The York Area Regional Police Commission owes an explanation to residents in a large swath of the county.

York Area Regional Police Chief Tom Gross looks over some historic photos of himself Tuesday, Dec. 8, 2015. He retired in December of 2015. (Bill Kalina - The York Dispatch)

The commission manages one of York County's largest law enforcement agencies, covering seven municipalities that are home to some 47,000 taxpayers.

These residents deserve to know why they are paying one person to head the regional police department — and another to stay away.

According to a separation agreement both parties apparently hoped would go unnoticed, former police Chief Tom Gross was paid his entire 2016 salary of more than $112,000 after Dec. 11, 2015, his last day with the department. He also will continue to receive his health care benefits — a maximum of $1,400 — this year.

The document, which The York Dispatch recently obtained from the commission through a right-to-know request, raises several questions:

What prompted the commission to essentially pay Gross not to work?

If the commission wanted to take the department "in another direction," why not wait until the chief's contract was up?

If Gross' work was not satisfactory, why wasn't he fired outright?

The separation agreement sheds light on the last question: Gross didn't do a bad job.

"Employer acknowledges that employee has neither been accused of, nor has committed, any malfeasance, act, omission to act, or any other circumstance that would give rise to his termination," it states, and it notes this was "a compromise settlement" in which Gross admitted no "unsatisfactory performance."

Then why did the commission apparently send Gross away and put nearly 50,000 taxpayers on the hook for his 2016 salary and health care benefits?
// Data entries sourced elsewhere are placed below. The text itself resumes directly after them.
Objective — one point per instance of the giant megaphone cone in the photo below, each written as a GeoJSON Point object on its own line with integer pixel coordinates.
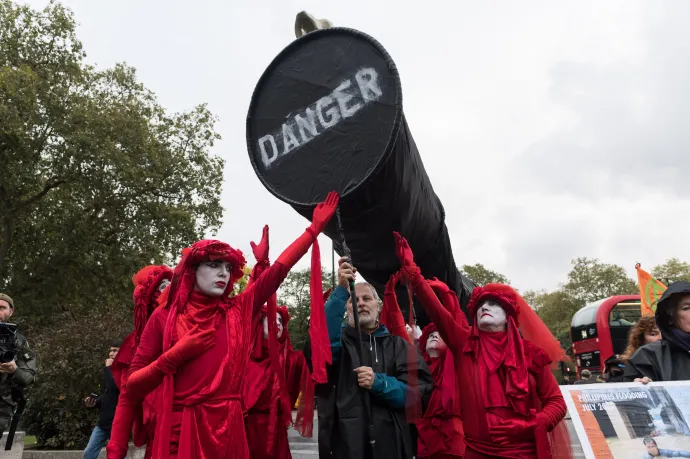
{"type": "Point", "coordinates": [327, 115]}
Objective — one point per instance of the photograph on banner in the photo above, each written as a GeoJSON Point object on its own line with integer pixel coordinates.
{"type": "Point", "coordinates": [631, 420]}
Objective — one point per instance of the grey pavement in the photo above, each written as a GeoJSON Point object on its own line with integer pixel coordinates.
{"type": "Point", "coordinates": [307, 448]}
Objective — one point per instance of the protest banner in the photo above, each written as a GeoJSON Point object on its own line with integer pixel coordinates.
{"type": "Point", "coordinates": [631, 420]}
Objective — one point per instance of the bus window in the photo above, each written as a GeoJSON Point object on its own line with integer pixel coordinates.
{"type": "Point", "coordinates": [621, 318]}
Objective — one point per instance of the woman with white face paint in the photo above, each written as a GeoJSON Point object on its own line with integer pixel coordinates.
{"type": "Point", "coordinates": [440, 432]}
{"type": "Point", "coordinates": [275, 375]}
{"type": "Point", "coordinates": [506, 386]}
{"type": "Point", "coordinates": [197, 347]}
{"type": "Point", "coordinates": [131, 416]}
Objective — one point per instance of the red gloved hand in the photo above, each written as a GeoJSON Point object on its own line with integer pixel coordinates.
{"type": "Point", "coordinates": [406, 257]}
{"type": "Point", "coordinates": [438, 286]}
{"type": "Point", "coordinates": [261, 251]}
{"type": "Point", "coordinates": [190, 346]}
{"type": "Point", "coordinates": [514, 430]}
{"type": "Point", "coordinates": [393, 282]}
{"type": "Point", "coordinates": [324, 212]}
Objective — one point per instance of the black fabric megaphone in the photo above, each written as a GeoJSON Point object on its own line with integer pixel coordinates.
{"type": "Point", "coordinates": [327, 115]}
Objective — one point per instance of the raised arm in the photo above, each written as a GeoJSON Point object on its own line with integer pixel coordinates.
{"type": "Point", "coordinates": [260, 252]}
{"type": "Point", "coordinates": [449, 299]}
{"type": "Point", "coordinates": [391, 316]}
{"type": "Point", "coordinates": [269, 282]}
{"type": "Point", "coordinates": [452, 333]}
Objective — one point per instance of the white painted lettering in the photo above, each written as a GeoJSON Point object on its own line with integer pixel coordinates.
{"type": "Point", "coordinates": [368, 84]}
{"type": "Point", "coordinates": [343, 99]}
{"type": "Point", "coordinates": [307, 124]}
{"type": "Point", "coordinates": [289, 139]}
{"type": "Point", "coordinates": [264, 154]}
{"type": "Point", "coordinates": [333, 115]}
{"type": "Point", "coordinates": [344, 102]}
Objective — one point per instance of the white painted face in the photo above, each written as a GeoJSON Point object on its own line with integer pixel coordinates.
{"type": "Point", "coordinates": [491, 317]}
{"type": "Point", "coordinates": [279, 326]}
{"type": "Point", "coordinates": [435, 344]}
{"type": "Point", "coordinates": [212, 277]}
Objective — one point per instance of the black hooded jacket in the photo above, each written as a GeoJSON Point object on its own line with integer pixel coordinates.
{"type": "Point", "coordinates": [665, 360]}
{"type": "Point", "coordinates": [342, 420]}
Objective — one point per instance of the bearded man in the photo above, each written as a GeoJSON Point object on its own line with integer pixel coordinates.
{"type": "Point", "coordinates": [383, 373]}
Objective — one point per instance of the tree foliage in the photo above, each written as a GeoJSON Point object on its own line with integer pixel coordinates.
{"type": "Point", "coordinates": [294, 293]}
{"type": "Point", "coordinates": [98, 180]}
{"type": "Point", "coordinates": [673, 270]}
{"type": "Point", "coordinates": [590, 280]}
{"type": "Point", "coordinates": [482, 276]}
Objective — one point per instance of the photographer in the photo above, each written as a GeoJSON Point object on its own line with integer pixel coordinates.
{"type": "Point", "coordinates": [106, 404]}
{"type": "Point", "coordinates": [19, 365]}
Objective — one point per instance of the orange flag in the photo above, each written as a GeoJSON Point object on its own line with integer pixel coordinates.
{"type": "Point", "coordinates": [650, 291]}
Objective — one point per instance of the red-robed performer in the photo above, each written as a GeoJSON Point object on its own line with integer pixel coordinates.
{"type": "Point", "coordinates": [509, 399]}
{"type": "Point", "coordinates": [197, 347]}
{"type": "Point", "coordinates": [276, 374]}
{"type": "Point", "coordinates": [269, 395]}
{"type": "Point", "coordinates": [149, 283]}
{"type": "Point", "coordinates": [439, 431]}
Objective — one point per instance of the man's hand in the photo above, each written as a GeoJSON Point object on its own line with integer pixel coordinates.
{"type": "Point", "coordinates": [365, 377]}
{"type": "Point", "coordinates": [9, 367]}
{"type": "Point", "coordinates": [90, 402]}
{"type": "Point", "coordinates": [346, 273]}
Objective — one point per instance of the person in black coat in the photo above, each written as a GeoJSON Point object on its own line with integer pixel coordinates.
{"type": "Point", "coordinates": [668, 359]}
{"type": "Point", "coordinates": [383, 373]}
{"type": "Point", "coordinates": [106, 403]}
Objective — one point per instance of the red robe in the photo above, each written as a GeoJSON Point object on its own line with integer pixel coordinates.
{"type": "Point", "coordinates": [544, 396]}
{"type": "Point", "coordinates": [261, 392]}
{"type": "Point", "coordinates": [207, 420]}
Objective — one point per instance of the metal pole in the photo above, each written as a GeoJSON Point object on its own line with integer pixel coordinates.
{"type": "Point", "coordinates": [332, 263]}
{"type": "Point", "coordinates": [355, 316]}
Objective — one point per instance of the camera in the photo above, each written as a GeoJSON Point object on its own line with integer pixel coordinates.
{"type": "Point", "coordinates": [7, 336]}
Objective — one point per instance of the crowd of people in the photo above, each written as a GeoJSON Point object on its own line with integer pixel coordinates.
{"type": "Point", "coordinates": [209, 375]}
{"type": "Point", "coordinates": [205, 374]}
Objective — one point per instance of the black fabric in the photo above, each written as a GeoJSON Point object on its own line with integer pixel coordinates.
{"type": "Point", "coordinates": [107, 402]}
{"type": "Point", "coordinates": [342, 423]}
{"type": "Point", "coordinates": [665, 360]}
{"type": "Point", "coordinates": [370, 158]}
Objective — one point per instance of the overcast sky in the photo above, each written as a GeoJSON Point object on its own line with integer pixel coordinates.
{"type": "Point", "coordinates": [550, 130]}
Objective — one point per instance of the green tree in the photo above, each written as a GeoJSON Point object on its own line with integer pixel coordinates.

What justifies that?

We haven't heard a good explanation.

Frankly, we haven't heard any explanation, other than what's included in the separation agreement.

By the way, that document also notes Gross and the commission agreed they would not "in any way seek to publicize or cause to be publicized in any way ... the facts or terms or conditions of this agreement."

Gross termed his departure a retirement from the force, which he headed since its founding in 2000. But retirees generally don't continue to collect salaries after they leave a job — a pension, maybe, but not a salary.

It seems clear Gross was paid to leave — and not come back.

"Employee will neither return to work, nor will he reapply for employment with employer in the future," the separation agreement states.

So what's going on here?

York Township Commissioner Al Granholm, who is chairman of the York Area Regional Police Commission, declined to comment, saying it was a personnel matter.

Attorney Steve Hovis, the commission's solicitor, did not return a phone message seeking comment, and neither did Windsor Township Supervisor Jo Anna Shovlin, who serves as vice chair of the police commission.

We hope someone in the know eventually goes on record with an explanation. The residents in York Area Regional's territory, we suspect, will demand that.

They should be able to decide for themselves if there was a top management problem in the department — and whether, perhaps, it still exists.